Zhang Shuqin hat das Schicksal der vergessenen Kinder - viele landeten auf der Straße - nicht mehr losgelassen. 1996 kündigte sie ihren Job im Gefängnis und eröffnete am Stadtrand von Peking das erste Heim für Kinder von Todeskandidaten. "Sun Village" heißt es, Sonnendorf. Inzwischen betreibt sie zehn solcher Einrichtungen, finanziert durch Spenden.
"Chinas Schande: Die Waisenkinder der Todeskandidaten"
"Mutter der Mörderkinder" wird Zhang Shuqin in China genannt. Die französische Journalistin Élodie Pakosz hat das Engagement der 66-Jährigen im vergangenen Jahr dokumentiert. SPIEGEL TV Magazin zeigt den Film "Chinas Schande: Die Waisenkinder der Todeskandidaten" nun erstmals auf deutsch (Sonntag, 22.35 Uhr, RTL).

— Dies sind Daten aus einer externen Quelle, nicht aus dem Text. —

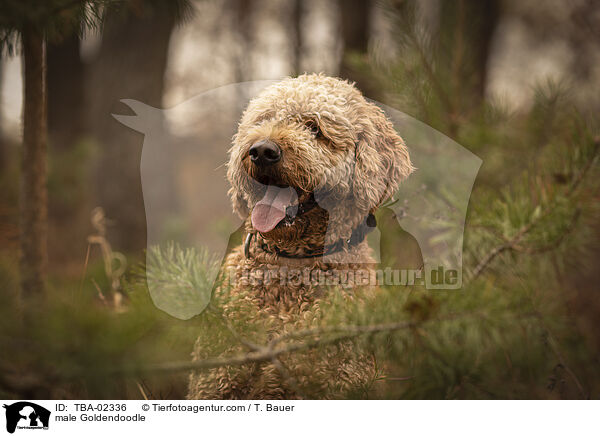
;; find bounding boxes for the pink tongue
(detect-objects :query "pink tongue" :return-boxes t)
[252,185,296,233]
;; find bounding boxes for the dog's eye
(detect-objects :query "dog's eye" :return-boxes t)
[306,121,324,138]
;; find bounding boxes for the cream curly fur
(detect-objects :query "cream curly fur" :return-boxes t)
[188,74,413,399]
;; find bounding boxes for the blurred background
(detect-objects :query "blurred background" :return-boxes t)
[0,0,600,398]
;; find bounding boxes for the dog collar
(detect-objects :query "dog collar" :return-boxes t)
[244,213,377,259]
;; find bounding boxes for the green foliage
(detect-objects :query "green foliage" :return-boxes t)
[146,243,219,319]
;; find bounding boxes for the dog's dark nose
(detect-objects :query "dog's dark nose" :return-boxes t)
[248,139,281,167]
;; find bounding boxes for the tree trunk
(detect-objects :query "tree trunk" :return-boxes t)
[20,28,47,300]
[338,0,377,99]
[438,0,500,108]
[46,34,85,150]
[88,7,175,252]
[292,0,303,76]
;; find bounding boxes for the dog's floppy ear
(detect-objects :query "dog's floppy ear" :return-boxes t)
[353,103,414,214]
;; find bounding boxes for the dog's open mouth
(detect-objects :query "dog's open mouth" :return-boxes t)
[251,179,315,233]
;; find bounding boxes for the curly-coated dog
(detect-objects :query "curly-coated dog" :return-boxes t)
[188,74,413,399]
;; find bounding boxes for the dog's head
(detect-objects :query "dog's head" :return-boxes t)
[227,74,413,247]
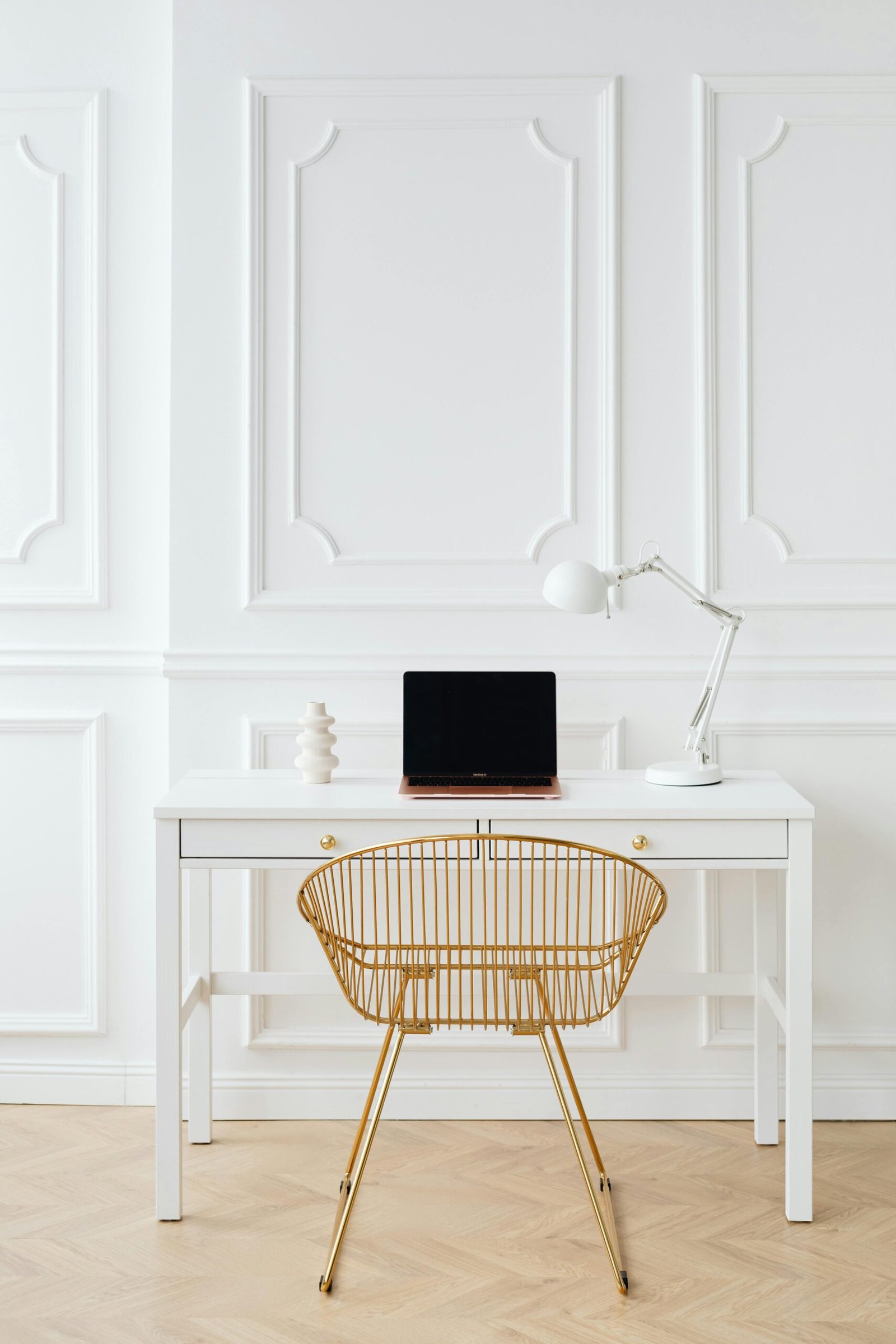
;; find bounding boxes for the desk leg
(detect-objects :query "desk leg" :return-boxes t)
[785,821,813,1223]
[156,820,183,1219]
[752,871,778,1144]
[185,868,211,1144]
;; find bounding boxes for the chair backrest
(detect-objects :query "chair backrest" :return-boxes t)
[298,833,666,1032]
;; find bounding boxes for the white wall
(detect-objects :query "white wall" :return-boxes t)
[0,0,171,1102]
[0,0,896,1117]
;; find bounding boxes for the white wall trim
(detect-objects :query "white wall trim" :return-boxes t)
[0,1059,896,1122]
[0,88,108,610]
[0,713,106,1036]
[0,136,66,564]
[693,75,896,610]
[0,648,162,676]
[243,77,620,612]
[243,716,624,1054]
[161,647,896,682]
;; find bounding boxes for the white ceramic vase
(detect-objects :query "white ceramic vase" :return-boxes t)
[294,700,338,783]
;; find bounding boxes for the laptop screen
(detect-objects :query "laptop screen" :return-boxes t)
[404,672,558,776]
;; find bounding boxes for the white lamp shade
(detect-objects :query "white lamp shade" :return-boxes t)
[543,561,607,615]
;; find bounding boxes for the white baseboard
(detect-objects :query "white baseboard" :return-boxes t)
[0,1059,156,1106]
[0,1062,896,1119]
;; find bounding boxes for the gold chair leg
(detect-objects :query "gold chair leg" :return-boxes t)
[539,1023,629,1293]
[317,1024,405,1293]
[551,1023,629,1284]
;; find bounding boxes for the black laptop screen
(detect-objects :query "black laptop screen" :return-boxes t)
[404,672,558,776]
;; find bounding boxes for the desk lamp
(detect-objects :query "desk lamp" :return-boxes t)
[544,542,744,785]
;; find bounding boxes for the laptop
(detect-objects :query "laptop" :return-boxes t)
[399,672,560,799]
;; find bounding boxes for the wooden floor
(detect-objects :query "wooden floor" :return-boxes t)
[0,1106,896,1344]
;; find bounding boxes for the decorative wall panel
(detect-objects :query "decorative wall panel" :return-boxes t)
[0,93,105,608]
[245,80,618,608]
[694,75,896,606]
[0,715,106,1036]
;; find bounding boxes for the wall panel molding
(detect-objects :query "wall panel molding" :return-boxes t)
[163,649,896,682]
[0,713,106,1036]
[0,136,64,564]
[0,90,106,609]
[243,77,619,610]
[693,75,896,610]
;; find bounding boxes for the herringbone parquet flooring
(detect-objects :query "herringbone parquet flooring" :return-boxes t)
[0,1106,896,1344]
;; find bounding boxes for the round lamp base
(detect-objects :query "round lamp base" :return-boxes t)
[643,760,721,787]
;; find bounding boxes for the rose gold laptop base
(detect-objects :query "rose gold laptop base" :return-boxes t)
[398,774,562,799]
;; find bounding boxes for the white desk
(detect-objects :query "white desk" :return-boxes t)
[156,770,814,1222]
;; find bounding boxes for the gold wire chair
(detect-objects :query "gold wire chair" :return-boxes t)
[298,833,666,1293]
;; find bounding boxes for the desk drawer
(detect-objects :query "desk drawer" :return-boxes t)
[491,817,787,868]
[180,817,477,863]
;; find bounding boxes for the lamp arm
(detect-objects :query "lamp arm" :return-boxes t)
[615,543,744,763]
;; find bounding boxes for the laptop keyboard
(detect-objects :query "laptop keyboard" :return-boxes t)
[407,774,552,789]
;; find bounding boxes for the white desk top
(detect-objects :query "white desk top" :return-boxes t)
[156,770,815,821]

Die Autorin hat seltene Einblicke in den Todestrakt eines chinesischen Gefängnisses bekommen. Normalerweise sind Dreharbeiten dort nicht erlaubt. Der Film bietet eine berührende und zugleich verstörende Szene. Ein dreijähriger Junge sieht zum ersten Mal in seinem Leben seinen zum Tode verurteilten Vater. Tränen fließen. Es ist zugleich die letzte Begegnung der beiden.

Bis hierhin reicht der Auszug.